Open monoto opened 3 years ago
Is the code sample small enough per chance to post/examine it in a github issue?
Neither embind and EM_ASM are intended to be used for high performance interop - frequent jumping between Wasm<->JS will nuke performance rather badly. For fastest inter-thread communication, using pthread mutexes/task queues and other synchronization primitives will be fastest.
Polling on an Atomics from the main thread's requestAnimationFrame could cut down on the delay. Let me try that and report back.
My test case turned out to be ill-conceived. I launched threaded test and immediately run the Javascript test. So effectively, they are running in parallel taking resources away from each others. Here is a better result, for 8 million vector and matrix multiplications:
Pure Javascript: 285 ms, SIMD: 180 ms, SIMD + 8 threads (measured in c++): 55 ms, SIMD + 8 threads (end-to-end in JS): 72 ms,
The overhead from (1) + (2) is around 15 ~16 ms consistently which is quite reasonable.
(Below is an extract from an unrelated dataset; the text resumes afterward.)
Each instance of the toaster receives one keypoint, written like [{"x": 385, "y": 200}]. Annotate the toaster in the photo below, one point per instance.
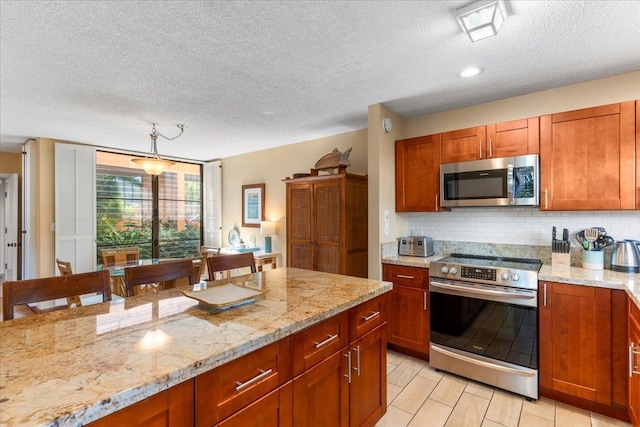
[{"x": 415, "y": 246}]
However, one thing worth noting, if main thread is busy, MAIN_THREAD_ASYNC_EM_ASM can get delayed significantly as indicated by my previous test result.
Unless Browser Vendors use system interrupt to give MAIN_THREAD_ASYNC_EM_ASM highest priority on the main thread. I don't see what else emscripten can do in the mean time?
I created a webassembly module for accelerating vector math using SIMD and multi-threading. Multiplying 8 millions vector4 and matrix4 reveals that most time was spent on (1) JS calling C++ embind-exported function and (2) pThread communicates with main thread using MAIN_THREAD_ASYNC_EM_ASM.
To give you a idea how much time, here is a result of a sample run:
Pure Javascript 304ms, SIMD 180ms, SIMD with 4 threads (measured in c++) 73ms SIMD with 8 threads (measured in c++) 50ms SIMD with 4 threads (measured in Javascript end-to-end) 323ms
A significant amount of time (250ms) is spent on (1) and (2). Is there current effort to improve performance of cross-boundary and inter-thread communication?
I know SharedArrayBuffer is almost instantaneous, but we need a faster way for signaling besides polling.
Thank you.